/udedup

A modular URL deduplication tool.

Primary LanguageGoMIT LicenseMIT

udedup

A modular URL deduplication tool.

Installation

Using Go version 1.17 or higher:

$ go install github.com/zzeitlin/udedup@latest

Using Go versions older than 1.17:

$ go get github.com/zzeitlin/udedup

Usage

  1. Define what you consider a "duplicate" URL
    1. This definition is declared in a rules/*.yml file
    2. For example: are two URLs that simply have the same scheme and domain equivalent?

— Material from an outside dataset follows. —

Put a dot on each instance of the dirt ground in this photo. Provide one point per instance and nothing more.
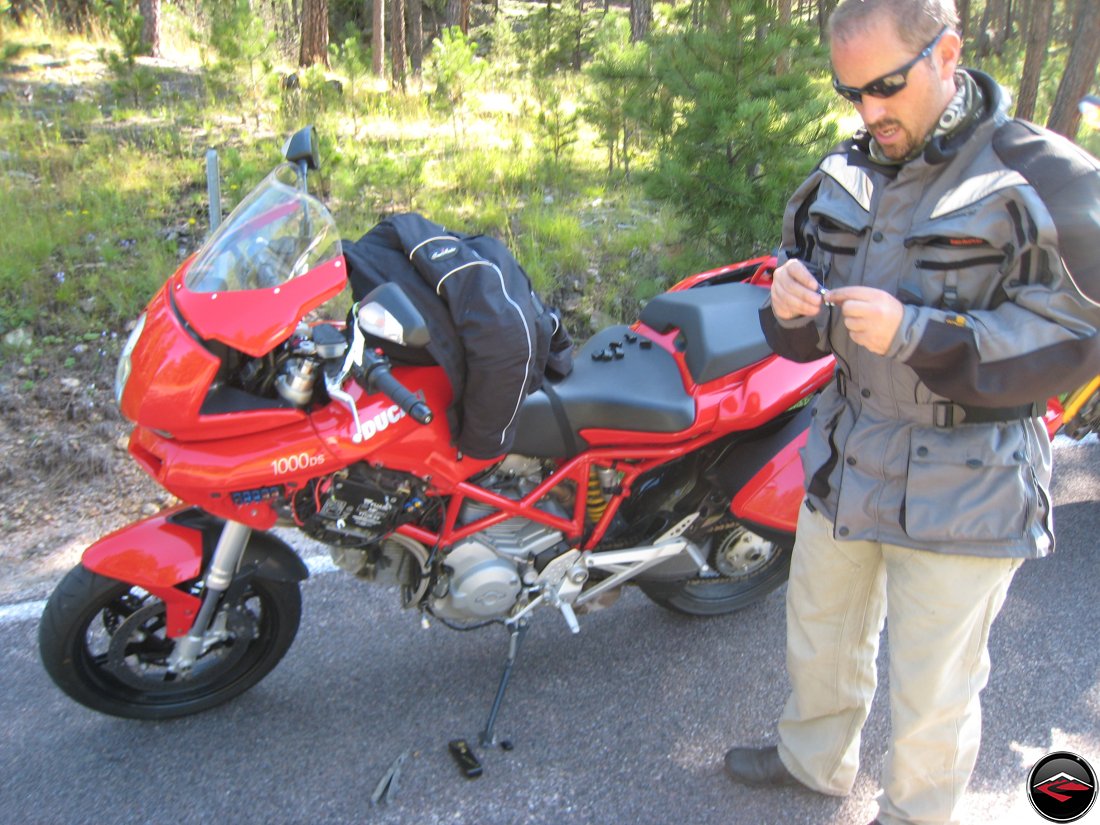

Do they also need to have the same path?
  2. Provide an input list of URLs
  3. Receive a deduplicated list of URLs.
# Review help menu:
$ udedup -h
Usage of udedup:
  -input string
    	Filepath for URL list. Overwritten by stdin. (default "input.txt")
  -insecure
    	Disable TLS certificate verification
  -rules string
    	Filepath for rule configuration
  -threads int
    	Number of threads (default 30)
  -timeout int
    	Timeout of HTTP requests (default 3)
  -verbose
    	Increase verbosity in stderr

# Basic example using standard input in a pipeline:
$ cat input.txt | go run udedup.go -rules rules/example.yml -insecure
Querying DNS A-Records... 100% |████████████████████████████████████████| (6/6)
https://www.google.com
http://google.com
http://example.com

# Basic verbose example using an input file:
$ udedup -input input.txt -rules rules/example.yml -insecure -verbose
Querying DNS A-Records... 100% |████████████████████████████████████████| (6/6)
[+] Duplicate found!
[+]     Omitting:     https://google.com
[+]     Duplicate of: https://www.google.com
[+]     Per rule:     simple (rules/example.yml)
[+]          Matching scheme: https
[+]          Matching port: 443
[+]          Matching path: /
[+]          Matching dnsa: 216.239.38.120
[+] Duplicate found!
[+]     Omitting:     http://93.184.216.34
[+]     Duplicate of: http://example.com
[+]     Per rule:     simple (rules/example.yml)
[+]          Matching scheme: http
[+]          Matching port: 80
[+]          Matching path: /
[+]          Matching dnsa: 93.184.216.34
[+] Duplicate found!
[+]     Omitting:     http://example.com
[+]     Duplicate of: http://example.com
[+]     Per rule:     default (rules/example.yml)
[+]     Strings are equivalent
[+] Input list length:  6
[+] Output list length: 3
[+] Printing list of unique URLs...
https://www.google.com
http://google.com
http://example.com

Rule Definiton

See rules/example.yml for comments on the structure of defining equality.